En el tiempo de la Navidad, al conmemorar el nacimiento de Cristo, lo hacemos sumergiéndonos en la maternidad de María. Pero no lo hacemos deteniéndonos en una función más bien pasiva. El mismo Lucas, al hablar de María, pone en primer plano su actitud de fe, de obediencia, de total apertura y disponibilidad, de escucha y de interiorización de la palabra de Dios. Así la Virgen aparece como la respuesta ideal, como aquello que la humanidad entera debió ser, pero que no llegó a alcanzar, como la representante de la humanidad nueva que acoge la palabra de Dios y hace de su vida una perfecta respuesta a la misma. María mantiene una relación viva con Dios Padre, Hijo y Espíritu Santo. Es llena de gracia, es decir, de relación consciente y decidida. No vive una relación meramente instrumental y pasiva. Es siempre Virgen oyente, orante, oferente. Su prodigiosa maternidad divina se desborda en una maternidad espiritual en favor de los hombres. María es cauce de la venida de Dios al mundo y es también el modelo de respuesta. De una respuesta asentada en aquella aceptación salvadora de Cristo que está en la raíz del misterio de la redención. Porque María no presta a Cristo sólo su carne, sino su voluntad, en la radical oblación de su vida. El «Sí» de María a la voluntad de Dios, es la transparencia del «Heme aquí» (Hbr 10,7) de Cristo al Padre. Esta disponibilidad absoluta, que está en el fundamento de la salvación, es obra del Espíritu que es quien opera una sintonía y connaturalidad total con la voluntad de Dios. El culto a María, llevado a una imitación plena de quien es tipo y modelo de Iglesia, implica saber entrañar la propia fidelidad en la aceptación gozosa de María, de igual modo que en María se transparentó de forma ideal la aceptación filial obediente de Cristo, sacerdote y víctima.

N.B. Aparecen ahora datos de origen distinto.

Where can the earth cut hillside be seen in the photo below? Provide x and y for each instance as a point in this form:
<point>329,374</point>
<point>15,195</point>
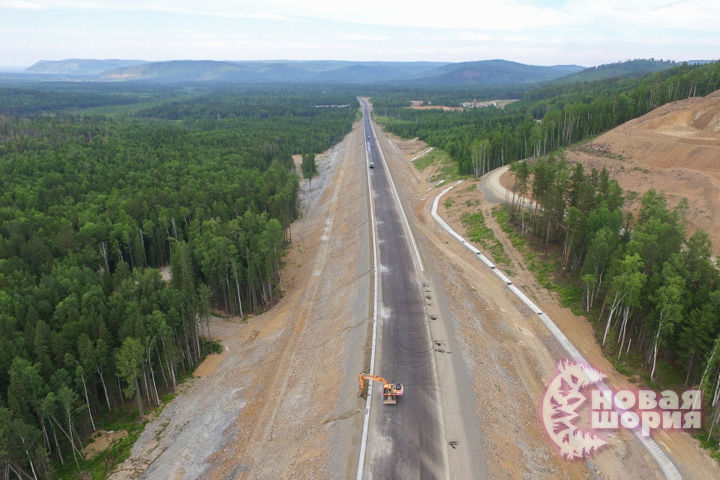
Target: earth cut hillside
<point>674,149</point>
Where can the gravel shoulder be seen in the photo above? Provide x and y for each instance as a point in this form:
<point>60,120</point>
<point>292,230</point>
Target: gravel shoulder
<point>509,355</point>
<point>280,401</point>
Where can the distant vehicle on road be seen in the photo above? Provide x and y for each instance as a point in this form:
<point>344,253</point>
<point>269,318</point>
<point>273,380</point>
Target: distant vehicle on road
<point>390,390</point>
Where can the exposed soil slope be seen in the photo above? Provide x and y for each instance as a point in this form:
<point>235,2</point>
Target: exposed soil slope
<point>510,355</point>
<point>674,149</point>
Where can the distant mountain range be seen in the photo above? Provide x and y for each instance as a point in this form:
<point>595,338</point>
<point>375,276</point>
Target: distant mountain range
<point>486,72</point>
<point>629,68</point>
<point>489,72</point>
<point>78,66</point>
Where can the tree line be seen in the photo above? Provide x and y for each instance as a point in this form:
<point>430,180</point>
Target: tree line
<point>91,207</point>
<point>656,291</point>
<point>547,118</point>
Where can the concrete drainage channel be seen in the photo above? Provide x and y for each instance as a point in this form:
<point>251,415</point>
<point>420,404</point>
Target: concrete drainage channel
<point>666,465</point>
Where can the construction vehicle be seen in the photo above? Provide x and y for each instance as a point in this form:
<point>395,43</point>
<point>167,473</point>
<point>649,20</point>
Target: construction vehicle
<point>390,390</point>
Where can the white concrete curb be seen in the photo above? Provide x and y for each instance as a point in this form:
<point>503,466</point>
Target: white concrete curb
<point>666,465</point>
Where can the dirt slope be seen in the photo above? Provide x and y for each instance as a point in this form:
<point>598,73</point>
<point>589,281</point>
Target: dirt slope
<point>280,401</point>
<point>510,355</point>
<point>674,149</point>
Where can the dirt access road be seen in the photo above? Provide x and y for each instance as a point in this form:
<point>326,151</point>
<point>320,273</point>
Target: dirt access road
<point>280,401</point>
<point>509,353</point>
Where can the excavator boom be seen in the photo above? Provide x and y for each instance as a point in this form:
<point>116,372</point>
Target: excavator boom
<point>390,390</point>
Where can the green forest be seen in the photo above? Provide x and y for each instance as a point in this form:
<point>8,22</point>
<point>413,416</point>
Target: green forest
<point>654,291</point>
<point>544,119</point>
<point>93,202</point>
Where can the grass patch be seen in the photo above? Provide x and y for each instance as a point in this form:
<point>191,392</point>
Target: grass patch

Cristo es el «Sí» del universo. El «Amén» eficaz al plan de Dios. Decir «sí» a Dios, con María y en María, equivale a hacer de la propia existencia, la transparencia de la aceptación eterna del Verbo en el seno del Padre, de la obediencia filial de Cristo en el momento de la encarnación y de la redención, y de la fidelidad de María ante el anuncio del ángel. Asumir como propio el «Sí» de María, es el intento más serio de hacer de nuestra vida confesión de fe, un acto de amor que, hecho en el tiempo, se realiza y perdura en la eternidad.

La Virgen del Adviento y de la Navidad es un modelo ideal para enraizar nuestra vida en el misterio de Dios. Entrar en su espíritu es la mejor garantía de autenticidad y de madurez de nuestra fe.